Statistics Canada says August’s increase in exports was the largest since February 2024, with gains seen in nine out of 11 sectors.
The largest exports were seen in metal and non-metallic mineral products, particularly from raw gold, as well as silver and platinum group metals and alloys.
Most of these raw metals were shipped to customers in Switzerland, the United States and the United Kingdom.
Trump’s tariff policies have hit Canada’s aluminum and steel sector hard, with a 50 per cent duty placed on all of these imports from other countries.

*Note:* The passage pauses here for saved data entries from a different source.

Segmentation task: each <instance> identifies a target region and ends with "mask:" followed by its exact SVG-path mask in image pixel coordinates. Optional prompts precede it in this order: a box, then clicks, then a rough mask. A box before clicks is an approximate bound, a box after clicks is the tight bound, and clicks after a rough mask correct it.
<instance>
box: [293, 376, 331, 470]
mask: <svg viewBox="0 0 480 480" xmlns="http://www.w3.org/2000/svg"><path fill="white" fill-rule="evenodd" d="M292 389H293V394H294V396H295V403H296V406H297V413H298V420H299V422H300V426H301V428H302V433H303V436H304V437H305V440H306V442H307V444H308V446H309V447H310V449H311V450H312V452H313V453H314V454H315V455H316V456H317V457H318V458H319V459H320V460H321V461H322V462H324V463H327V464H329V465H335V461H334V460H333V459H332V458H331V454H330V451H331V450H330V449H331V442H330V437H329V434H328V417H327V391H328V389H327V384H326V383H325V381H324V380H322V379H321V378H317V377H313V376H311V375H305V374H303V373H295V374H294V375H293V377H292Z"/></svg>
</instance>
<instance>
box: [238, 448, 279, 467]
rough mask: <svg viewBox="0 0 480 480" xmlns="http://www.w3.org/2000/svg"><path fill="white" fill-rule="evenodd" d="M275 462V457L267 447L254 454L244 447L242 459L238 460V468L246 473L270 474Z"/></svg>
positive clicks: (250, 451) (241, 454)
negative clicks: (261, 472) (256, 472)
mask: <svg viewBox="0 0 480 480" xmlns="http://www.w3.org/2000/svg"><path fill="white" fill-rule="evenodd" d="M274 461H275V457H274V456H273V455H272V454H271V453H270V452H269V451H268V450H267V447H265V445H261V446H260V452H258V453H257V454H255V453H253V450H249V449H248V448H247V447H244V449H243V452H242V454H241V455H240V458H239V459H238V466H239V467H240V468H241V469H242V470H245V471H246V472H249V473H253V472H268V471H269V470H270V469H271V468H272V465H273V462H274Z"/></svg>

This has led U.S. businesses to reduce their orders of Canadian goods, like aluminum, to avoid higher costs.
Overall exports of raw aluminum and aluminum alloys were down 16.7 per cent in September compared with a year earlier.
Still, Canada’s aluminum industry managed to increase its exports to other countries, like the Netherlands and Italy.
Crude or raw oil exports were up 5.8 per cent in September, which was the fifth straight monthly gain in export value for the sector.
Germany especially bought more Canadian crude oil in September, which the agency says contributed the most to the sector’s growth in the month.
Singapore was also highlighted as a top-three trading partner in September by Statistics Canada, mainly due to the country buying crude oil and aircraft products.
Statistics Canada says exports of aircraft to other countries spiked 72.3 per cent in September, and the United States was the biggest customer of Canadian-made private jets. The agency adds that these exports tend to rise in the last month of a quarter, which was the case for September, but this year, “they rose more than they typically do.”
Overall, exports to the U.S. climbed 4.6 per cent in September compared with August, led by these aircraft products as well as raw gold, while imports from the U.S. declined 1.7 per cent — the third straight monthly drop.
Compared with a year earlier, Canadian exports to the U.S. were still down 5.6 per cent in September, while imports from the U.S. were down 8.2 per cent.
China was also highlighted as one of the main countries Canada imported less product from, which fell 11.3 per cent in September compared with August, and down 5.4 per cent from a year earlier.
Nathan Janzen, assistant chief economist at Royal Bank of Canada, said after reading Thursday’s report from Statistics Canada that he’s “cautiously optimistic” about Canada’s economic positioning right now.
“Uncertainty about Canada’s future trade relationship with the U.S. remains, slower population growth will weigh on aggregate output, and weak productivity growth persists as a structural challenge,” Janzen said in a statement.
“But absent another external shock, we (Royal Bank of Canada) remain cautiously optimistic about the Canadian economic outlook in the year ahead and don’t expect the Bank of Canada will need to lower interest rates further.”
The Bank of Canada held its key interest rate at 2.25 per cent on Wednesday, saying borrowing rates in Canada were “at about the right level” to stimulate the economy while keeping prices relatively stable.